View Single Post
Old 12-04-2020, 06:43 PM   #704
jammies
Basement Chicken Choker
 
jammies's Avatar
 
Join Date: Jan 2007
Location: In a land without pants, or war, or want. But mostly we care about the pants.
Exp:
Default

Quote:
Originally Posted by Jason14h View Post
I never said said anything about Bitcoin being anti-inflationary as a key argument for its usefulness..
I never said you did say that, I said that you claimed deflation of bitcoin (aka increase in value of each coin) is the same as inflation of a fiat currency (printing more American dollars). Here, again, is where you make that false claim:

Quote:
Originally Posted by Jason14h View Post
The increase in value/market cap is the same as 'printing' more cash and increasing the USD total world 'market cap' of USD.
Inflation is a core feature of our current financial system, you cannot just swap it out for deflation and tinker around a bit to fix the systemic issues that would arise. Just one example is loans - if I loan you a bitcoin at 5% interest, next year you owe me 1.05 bitcoins. If the future bitcoin has appreciated 20% in value that year, you now owe me the equivalent of 1.26 bitcoins, for a real interest rate of 26%. You would need to charge negative interest rates to make loans attractive to borrowers in that case, and why would a bank do that when they could just keep the money for a year and make 20%?

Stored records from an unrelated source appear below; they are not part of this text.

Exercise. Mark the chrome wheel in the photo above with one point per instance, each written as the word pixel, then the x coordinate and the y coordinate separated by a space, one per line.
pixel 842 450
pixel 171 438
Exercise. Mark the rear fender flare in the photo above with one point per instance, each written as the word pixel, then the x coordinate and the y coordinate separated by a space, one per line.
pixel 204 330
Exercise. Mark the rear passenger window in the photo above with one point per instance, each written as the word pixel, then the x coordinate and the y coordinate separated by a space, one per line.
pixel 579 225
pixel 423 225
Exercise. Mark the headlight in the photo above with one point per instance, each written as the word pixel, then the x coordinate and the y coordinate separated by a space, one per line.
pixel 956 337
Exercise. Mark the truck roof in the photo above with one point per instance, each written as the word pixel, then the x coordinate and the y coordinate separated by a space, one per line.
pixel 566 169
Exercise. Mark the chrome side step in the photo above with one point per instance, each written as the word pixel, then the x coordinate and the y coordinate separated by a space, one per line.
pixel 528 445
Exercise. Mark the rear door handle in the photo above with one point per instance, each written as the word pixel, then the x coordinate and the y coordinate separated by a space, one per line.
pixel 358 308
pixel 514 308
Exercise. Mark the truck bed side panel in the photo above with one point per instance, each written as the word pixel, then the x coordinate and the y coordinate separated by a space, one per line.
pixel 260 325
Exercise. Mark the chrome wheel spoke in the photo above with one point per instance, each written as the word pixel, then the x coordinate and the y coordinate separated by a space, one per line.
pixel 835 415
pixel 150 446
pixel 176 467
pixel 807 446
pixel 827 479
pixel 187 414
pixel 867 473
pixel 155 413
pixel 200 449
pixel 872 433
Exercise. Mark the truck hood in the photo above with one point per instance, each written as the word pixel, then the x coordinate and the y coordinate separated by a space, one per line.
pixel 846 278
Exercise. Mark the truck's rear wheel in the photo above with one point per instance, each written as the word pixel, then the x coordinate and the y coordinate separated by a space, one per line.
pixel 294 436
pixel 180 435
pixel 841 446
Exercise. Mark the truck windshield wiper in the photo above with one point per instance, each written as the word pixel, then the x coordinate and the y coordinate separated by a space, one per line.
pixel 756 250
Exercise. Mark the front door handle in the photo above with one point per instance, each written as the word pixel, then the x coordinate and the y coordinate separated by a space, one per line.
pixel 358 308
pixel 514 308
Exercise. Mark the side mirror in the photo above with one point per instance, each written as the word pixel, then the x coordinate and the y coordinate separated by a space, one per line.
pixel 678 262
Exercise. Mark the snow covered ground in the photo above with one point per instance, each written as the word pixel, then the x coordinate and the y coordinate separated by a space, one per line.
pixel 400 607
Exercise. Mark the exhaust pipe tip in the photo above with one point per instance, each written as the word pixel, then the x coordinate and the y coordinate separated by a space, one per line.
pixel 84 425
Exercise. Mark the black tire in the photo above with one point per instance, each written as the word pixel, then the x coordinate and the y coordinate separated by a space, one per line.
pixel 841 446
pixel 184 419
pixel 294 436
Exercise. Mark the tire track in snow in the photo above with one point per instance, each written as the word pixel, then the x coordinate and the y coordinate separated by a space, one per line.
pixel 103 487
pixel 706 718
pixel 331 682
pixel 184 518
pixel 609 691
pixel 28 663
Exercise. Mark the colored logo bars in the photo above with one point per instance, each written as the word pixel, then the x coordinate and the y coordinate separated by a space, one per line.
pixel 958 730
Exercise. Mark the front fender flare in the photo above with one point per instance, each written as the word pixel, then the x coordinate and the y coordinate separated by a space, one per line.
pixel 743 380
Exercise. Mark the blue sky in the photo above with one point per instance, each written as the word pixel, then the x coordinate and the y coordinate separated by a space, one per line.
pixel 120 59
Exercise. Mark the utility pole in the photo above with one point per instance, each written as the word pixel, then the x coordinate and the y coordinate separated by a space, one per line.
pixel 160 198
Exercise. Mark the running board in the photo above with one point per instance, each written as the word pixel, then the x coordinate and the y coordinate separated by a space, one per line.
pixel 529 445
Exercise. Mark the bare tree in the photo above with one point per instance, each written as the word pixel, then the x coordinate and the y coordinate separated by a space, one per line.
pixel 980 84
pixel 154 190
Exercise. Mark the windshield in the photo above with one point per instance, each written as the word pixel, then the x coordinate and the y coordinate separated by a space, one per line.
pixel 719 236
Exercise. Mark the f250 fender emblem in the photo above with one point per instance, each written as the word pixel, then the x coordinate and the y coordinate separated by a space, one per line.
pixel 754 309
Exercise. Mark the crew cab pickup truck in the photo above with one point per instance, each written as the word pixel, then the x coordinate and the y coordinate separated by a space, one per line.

This is but one reason why the idea of subdividing bitcoins smaller and smaller over time, aka deflation, is not workable. Another is that, unlike fiat money supply which is controlled by governments, there is going to be no central authority which will be able to control the rate at which deflation occurs. This is not a strength of bitcoin, but a weakness - how will it deflate? Do you think human beings willingly will take a yearly salary cut? Merchants will charge less and less bitcoin for their goods just because? Where is the incentive, and what market force will cause that to happen?

Quote:
Originally Posted by Jason14h View Post
You ignored the entire rest of my post. I argued cost is a key that blockchain can massively disrupt.
Not with the blockchain bitcoin uses. Maybe some better-designed crypto might do that, but bitcoin is extremely inefficient at recording transactions. A cursory search shows that the btr transaction fee on October 29th of this year was $11.66. That is hardly disruptive, other than negatively. https://www.coindesk.com/bitcoin-tra...-fees-hashrate

I don't really care enough to go through every single thing you assert and check it. Explain how deflation would work, with concrete examples, and I'll be happy to debate that, though.
__________________
Better educated sadness than oblivious joy.